Another approach we might take is that the AI should imitate humans. Not merely imitating actions, but imitating human patterns of thought, but done faster, or longer, or better in ways that our unmodified selves want.
Actually doing this would be quite a trick. But suppose it's been done - how does "human reasoning but a bit better" do on Goodhart's law?
As far as I can tell, pretty well! Imitating human reasoning would cover a broad spectrum of human preferences, would allow us to express a restricted but arguably crucial set of meta-preferences, and would use imitation human judgment in avoiding extremes. It would do better than humans at avoiding most obviously bad things, which is... not a ringing endorsement, but it's a start.
The big issue here (aside from how you learned to imitate human reasoning in the first place) might be a forced tradeoff between competitiveness and qualitatively human-like reasoning. Knobs cannot be turned up very far before we start worrying that the emergent behavior doesn't have to reflect the values of the human-reasoning-shaped building blocks. Advocates of imitating humans sometimes pivot here to talk about imitating just the important parts while scaling up other cognitive capabilities, which sounds great but has lots of unsolved conceptual issues.

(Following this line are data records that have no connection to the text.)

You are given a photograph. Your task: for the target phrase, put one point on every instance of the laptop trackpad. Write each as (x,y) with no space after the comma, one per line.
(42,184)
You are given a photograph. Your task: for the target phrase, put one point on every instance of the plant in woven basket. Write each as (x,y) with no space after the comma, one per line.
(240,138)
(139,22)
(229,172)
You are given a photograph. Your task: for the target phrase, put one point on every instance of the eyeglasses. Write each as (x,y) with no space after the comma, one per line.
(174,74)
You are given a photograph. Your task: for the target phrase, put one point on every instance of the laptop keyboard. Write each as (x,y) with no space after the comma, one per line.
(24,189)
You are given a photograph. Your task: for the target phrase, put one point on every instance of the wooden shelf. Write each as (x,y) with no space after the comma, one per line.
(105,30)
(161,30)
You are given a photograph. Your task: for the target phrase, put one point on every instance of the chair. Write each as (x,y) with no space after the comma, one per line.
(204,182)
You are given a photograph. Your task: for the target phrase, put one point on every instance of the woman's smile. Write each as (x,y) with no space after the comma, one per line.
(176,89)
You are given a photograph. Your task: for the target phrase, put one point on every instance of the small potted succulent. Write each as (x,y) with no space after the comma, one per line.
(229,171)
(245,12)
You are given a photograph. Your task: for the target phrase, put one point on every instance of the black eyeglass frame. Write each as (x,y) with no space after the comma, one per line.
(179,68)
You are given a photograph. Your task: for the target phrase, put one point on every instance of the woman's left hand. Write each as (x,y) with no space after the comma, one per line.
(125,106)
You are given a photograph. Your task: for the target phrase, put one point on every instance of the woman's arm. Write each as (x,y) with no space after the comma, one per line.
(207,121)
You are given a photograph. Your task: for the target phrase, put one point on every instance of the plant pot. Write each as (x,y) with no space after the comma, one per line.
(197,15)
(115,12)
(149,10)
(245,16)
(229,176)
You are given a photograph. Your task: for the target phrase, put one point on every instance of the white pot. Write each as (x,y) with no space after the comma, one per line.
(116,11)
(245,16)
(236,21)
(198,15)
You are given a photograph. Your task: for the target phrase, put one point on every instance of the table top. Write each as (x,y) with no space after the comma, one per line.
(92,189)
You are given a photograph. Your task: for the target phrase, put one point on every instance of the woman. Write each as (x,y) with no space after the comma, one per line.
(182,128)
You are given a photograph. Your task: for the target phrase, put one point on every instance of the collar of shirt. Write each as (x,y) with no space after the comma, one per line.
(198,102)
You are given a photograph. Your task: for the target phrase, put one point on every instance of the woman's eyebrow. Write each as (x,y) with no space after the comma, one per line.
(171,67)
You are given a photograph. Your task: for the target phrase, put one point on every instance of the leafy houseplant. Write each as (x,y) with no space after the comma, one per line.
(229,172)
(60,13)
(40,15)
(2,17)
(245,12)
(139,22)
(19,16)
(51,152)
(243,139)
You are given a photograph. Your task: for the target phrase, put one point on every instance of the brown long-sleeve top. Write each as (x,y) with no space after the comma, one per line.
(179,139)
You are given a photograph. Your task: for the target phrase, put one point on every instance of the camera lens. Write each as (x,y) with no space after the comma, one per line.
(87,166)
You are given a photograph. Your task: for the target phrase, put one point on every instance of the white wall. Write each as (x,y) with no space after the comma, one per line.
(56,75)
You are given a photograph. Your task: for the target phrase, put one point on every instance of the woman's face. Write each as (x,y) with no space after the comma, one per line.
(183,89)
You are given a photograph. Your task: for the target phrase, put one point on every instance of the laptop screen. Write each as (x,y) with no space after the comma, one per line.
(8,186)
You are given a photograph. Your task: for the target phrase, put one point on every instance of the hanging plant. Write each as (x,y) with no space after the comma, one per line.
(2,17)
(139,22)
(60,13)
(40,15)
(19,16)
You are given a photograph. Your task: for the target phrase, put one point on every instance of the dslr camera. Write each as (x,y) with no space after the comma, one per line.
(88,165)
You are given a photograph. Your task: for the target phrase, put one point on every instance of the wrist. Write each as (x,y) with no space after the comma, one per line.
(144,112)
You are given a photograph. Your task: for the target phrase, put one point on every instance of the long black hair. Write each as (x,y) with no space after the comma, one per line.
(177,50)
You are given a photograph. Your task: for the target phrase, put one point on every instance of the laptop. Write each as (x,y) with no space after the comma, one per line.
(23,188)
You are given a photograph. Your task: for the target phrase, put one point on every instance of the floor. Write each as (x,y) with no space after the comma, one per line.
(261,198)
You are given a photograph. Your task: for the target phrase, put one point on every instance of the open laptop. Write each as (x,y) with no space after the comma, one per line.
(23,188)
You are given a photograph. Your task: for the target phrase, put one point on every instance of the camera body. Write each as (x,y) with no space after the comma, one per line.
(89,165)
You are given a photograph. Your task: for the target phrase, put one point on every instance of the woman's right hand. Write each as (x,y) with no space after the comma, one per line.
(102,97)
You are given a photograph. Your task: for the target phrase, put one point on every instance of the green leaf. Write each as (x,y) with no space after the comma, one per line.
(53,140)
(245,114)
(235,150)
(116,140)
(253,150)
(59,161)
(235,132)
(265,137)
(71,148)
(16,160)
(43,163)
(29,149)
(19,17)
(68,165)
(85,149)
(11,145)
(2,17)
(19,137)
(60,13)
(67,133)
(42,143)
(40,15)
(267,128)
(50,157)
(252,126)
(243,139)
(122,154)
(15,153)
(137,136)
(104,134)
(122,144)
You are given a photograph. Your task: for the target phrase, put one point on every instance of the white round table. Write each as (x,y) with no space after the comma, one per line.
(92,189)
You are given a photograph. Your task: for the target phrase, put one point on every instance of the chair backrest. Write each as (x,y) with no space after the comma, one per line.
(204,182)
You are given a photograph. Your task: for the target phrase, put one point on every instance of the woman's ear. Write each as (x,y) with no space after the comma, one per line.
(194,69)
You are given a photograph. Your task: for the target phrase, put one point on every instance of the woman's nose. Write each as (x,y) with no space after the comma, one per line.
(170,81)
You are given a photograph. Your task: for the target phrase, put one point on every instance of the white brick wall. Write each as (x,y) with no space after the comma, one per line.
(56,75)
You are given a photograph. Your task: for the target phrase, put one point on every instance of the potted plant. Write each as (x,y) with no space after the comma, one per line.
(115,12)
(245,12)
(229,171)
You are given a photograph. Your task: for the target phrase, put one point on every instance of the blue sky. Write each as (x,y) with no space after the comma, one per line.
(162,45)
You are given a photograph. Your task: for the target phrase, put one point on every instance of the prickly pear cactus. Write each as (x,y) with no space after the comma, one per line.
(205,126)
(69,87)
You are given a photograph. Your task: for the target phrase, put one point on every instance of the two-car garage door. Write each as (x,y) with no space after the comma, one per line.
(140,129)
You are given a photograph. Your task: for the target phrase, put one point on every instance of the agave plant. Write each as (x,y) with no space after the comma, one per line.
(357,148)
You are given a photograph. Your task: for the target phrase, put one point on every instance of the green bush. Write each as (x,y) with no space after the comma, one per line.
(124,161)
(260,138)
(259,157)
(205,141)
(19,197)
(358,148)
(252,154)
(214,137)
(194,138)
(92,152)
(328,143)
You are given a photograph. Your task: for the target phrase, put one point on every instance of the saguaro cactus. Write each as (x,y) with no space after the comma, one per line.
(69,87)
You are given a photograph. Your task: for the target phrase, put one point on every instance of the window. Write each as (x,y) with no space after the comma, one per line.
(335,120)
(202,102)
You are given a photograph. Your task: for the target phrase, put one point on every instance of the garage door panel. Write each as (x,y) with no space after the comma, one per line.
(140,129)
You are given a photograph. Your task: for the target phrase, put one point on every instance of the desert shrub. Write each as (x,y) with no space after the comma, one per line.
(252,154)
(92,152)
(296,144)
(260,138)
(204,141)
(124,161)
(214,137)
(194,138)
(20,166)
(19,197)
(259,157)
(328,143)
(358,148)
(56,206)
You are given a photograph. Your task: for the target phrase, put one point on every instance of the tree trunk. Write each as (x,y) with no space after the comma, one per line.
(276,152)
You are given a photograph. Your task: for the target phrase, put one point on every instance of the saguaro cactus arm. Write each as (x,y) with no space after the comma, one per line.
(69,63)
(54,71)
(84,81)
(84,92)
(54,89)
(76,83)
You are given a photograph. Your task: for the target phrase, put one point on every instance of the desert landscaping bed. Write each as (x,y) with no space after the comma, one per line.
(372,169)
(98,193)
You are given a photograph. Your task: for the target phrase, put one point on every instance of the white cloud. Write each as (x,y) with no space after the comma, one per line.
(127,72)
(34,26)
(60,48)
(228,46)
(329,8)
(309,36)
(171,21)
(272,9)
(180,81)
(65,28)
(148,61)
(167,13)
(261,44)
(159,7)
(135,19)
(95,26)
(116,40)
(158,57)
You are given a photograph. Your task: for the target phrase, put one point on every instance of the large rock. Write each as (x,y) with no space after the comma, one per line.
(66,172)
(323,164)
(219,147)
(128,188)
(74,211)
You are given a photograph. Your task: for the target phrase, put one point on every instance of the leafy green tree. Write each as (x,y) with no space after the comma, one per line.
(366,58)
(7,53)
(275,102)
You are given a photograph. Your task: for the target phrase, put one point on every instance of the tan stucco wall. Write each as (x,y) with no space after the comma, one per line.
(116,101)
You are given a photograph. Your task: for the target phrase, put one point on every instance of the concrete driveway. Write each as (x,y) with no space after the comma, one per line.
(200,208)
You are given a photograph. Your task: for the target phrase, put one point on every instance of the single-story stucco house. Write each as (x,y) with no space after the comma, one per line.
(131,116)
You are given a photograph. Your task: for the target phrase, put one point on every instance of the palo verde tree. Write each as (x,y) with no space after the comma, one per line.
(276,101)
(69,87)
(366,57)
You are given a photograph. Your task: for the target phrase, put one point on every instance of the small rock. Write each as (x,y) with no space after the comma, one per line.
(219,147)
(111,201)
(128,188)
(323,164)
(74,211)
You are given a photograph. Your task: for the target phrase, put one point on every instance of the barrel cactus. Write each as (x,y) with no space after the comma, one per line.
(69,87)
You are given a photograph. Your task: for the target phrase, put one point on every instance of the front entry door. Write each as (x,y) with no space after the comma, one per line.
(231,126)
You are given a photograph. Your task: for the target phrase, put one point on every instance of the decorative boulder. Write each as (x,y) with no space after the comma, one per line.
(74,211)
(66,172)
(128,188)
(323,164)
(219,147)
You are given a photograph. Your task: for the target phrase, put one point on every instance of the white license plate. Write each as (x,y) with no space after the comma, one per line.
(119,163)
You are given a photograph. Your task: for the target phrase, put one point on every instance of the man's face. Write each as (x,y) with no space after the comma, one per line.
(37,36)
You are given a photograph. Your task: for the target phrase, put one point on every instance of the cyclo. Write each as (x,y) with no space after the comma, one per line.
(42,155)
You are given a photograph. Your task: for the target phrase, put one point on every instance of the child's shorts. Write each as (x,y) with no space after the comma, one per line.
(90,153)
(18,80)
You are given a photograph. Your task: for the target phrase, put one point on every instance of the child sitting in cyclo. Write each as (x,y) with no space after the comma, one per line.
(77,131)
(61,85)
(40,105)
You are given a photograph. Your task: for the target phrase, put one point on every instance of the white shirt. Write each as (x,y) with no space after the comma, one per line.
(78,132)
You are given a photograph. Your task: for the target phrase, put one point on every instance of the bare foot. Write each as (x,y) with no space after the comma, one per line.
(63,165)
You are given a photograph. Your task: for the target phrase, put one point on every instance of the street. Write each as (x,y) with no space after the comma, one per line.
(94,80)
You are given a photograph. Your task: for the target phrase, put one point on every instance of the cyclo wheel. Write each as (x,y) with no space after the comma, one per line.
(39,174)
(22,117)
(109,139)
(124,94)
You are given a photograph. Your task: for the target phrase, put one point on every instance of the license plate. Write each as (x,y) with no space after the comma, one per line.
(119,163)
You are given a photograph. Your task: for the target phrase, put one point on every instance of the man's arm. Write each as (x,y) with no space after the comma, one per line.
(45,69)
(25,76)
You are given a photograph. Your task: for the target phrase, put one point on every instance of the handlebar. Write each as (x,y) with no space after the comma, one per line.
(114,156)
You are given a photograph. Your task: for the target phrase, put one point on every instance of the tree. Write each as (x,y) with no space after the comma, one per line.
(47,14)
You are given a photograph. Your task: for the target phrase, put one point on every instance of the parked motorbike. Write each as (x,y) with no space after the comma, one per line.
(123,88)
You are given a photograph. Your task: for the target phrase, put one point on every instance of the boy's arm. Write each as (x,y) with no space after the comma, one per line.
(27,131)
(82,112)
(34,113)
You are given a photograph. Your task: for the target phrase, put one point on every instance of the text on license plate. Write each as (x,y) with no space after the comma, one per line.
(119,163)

You might get a sense that this is cheating - aren't we just putting the human utility function inside the AI, just like old-style Goodhart intended? One difference is in how stringent our desiderata are. Even if a perfect human imitation will fulfill humans' True Values (let's not look too closely at this assertion right now), perfection doesn't exist. Only with more relaxed desiderata about what counts as making things go well can we make peace with the inevitable approximations and imperfections.
IV - Unsolved problems
I really waved my hands a lot, this sequence. How can an AI represent human preferences in a way that makes sense when translated across ontologies? How is the AI supposed to identify our preferences about how we want to be modeled and then apply them to its own modeling process? How on earth are we supposed to write or teach the meta-preferences I take as a starting point, when that contains complicated things like how to model the whole world and pick out which systems in it are "the humans"?
I think all of these problems would reward more thought and research. If we want to align AI by learning human values, the more we understand problems like these, the more principled our choices can be. The hypothetical value learning scheme that I've sort of been gesturing at this sequence would only become practical if all of these problems had individually practical resolutions.
Since I lacked those resolutions, I chose the topic of this sequence so I could "cheat." For the key arguments, it doesn't matter how these things get done, or how practical they are, so long as they're possible. We started with the quandary of realizing that humans are physical systems and therefore must have different ways of describing them. If we assume that we can model humans, and that we have some commonsense opinions about how we should be modeled, then we can recover the usual uses of Goodhart's law - the modeled preferences will break down in extreme cases, but with a few more reasonable assumptions about meta-preferences we can explain why it makes total sense to content ourselves with the non-extremes. This is a great outcome of trying to naturalize Goodhart's law, because it means that you don't have to be perfect to solve it! Actually exhibiting one of these solutions... well, that's a problem for our future selves.